I had to replace the bake element after it fused itself to the wall of the oven in what can only be described as a "thermal event". More like an arc weld, but you get the idea. (10 years old at this point). I ordered the new part, replaced it, and it fires right up and is solid. Now we put some banana bread in and set it to 350f. After about 10 minutes I smell burning. I open the door and the bake element is red hot- and the oven feels like it's 500f. I turned it off, let it cool, and retried at a lower temp. All was well. 2 or 3 times later, same symptom- set the preheat, walk away, and it's insanely hot. I metered the temp sensor at 1083ohms. Do I have a bad board?
Answer Jeff, It's highly likely, When the element shorted, the voltage spike could have damaged the internal contacts of the bake relay, The warped or weakened contacts could cause the oven to overheat.
When pushing the increase baking temp button, the temp only decreases. Cannot get temp to increase on the panel.
Answer Hello Rachel. The part you need to replace, 4451339, has been permanently discontinued by the manufacturer and we don't know of any source or replacement for the part. You can try removing the ribbon cable from the control board and cleaning it with a pencil eraser and some rubbing alcohol to see if that fixes it.
Oven goes into Lock after reaching about 300 and indicates error code E2 F3. Do you think this is the control board? If so, is replacing the control board in a RBS245 similar to the instructions I see listed for the RBS305? Remove screws at bottom, remove trim, remove board keeping track of harnesses?
Answer Hello Richard,
The procedures will be the same in these two models. The difference here is the internal circuitry and the features on the display. The E2-F3 is the fault code for the oven temperature too high (over 575° in cook mode). 1. Check sensor connection. 2. Measure sensor resistance (1080O at [70°F]; add 2O per degree). If resistance is not valid, replace sensor. 3. If sensor resistance and connections are good, then the oven cavity temperature must have exceeded a safe level. Check for welded-closed relays on the control.

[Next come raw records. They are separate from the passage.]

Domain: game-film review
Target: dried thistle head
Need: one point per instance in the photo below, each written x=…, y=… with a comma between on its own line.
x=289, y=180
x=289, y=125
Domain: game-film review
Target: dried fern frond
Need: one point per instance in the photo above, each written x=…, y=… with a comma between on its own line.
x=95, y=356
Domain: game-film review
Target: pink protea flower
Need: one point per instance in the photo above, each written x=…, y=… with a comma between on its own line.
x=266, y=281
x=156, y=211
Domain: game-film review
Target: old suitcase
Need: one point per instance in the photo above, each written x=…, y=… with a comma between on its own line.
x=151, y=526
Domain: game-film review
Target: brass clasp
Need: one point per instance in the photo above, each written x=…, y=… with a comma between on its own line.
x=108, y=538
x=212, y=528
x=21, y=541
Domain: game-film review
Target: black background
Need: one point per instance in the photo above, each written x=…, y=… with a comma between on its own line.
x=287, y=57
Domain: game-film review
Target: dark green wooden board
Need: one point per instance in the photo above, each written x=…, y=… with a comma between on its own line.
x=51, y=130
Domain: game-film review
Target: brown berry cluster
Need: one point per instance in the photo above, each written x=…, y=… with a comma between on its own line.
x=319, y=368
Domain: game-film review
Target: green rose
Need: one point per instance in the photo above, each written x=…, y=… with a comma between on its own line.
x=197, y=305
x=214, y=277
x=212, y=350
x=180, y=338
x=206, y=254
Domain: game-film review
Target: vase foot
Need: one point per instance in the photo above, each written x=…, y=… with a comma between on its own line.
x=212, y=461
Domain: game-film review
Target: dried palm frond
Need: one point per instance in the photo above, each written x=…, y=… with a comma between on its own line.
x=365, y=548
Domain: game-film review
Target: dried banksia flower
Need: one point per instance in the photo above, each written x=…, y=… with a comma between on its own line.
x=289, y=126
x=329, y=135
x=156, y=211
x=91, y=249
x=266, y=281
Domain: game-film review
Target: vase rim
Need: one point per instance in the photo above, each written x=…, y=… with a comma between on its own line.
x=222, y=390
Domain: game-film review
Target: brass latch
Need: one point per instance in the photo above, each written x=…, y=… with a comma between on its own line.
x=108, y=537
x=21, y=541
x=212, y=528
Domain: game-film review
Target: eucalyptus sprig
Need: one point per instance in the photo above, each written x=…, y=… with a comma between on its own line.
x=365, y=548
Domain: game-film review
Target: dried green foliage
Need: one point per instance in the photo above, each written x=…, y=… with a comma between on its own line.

Hello Nick. if the sensor is reading 850 at room temp, it is bad. However, it does not make the board turn off. It sounds like the control board and the sensor will need to be replaced on the unit. You can test L1 on the board and see if there is 120 volts AC there. If so, board is bad.
Thanks for the answer. I checked L1, L2, N, and E. All of them are 120V. The normal is 240V, right? Do I need to check the suppressor and how to check it? Thanks
Answer Hello Nick. No, L1 And L2 should be 120 volts. However, if you test across L1 and L2, then it becomes 240 volts.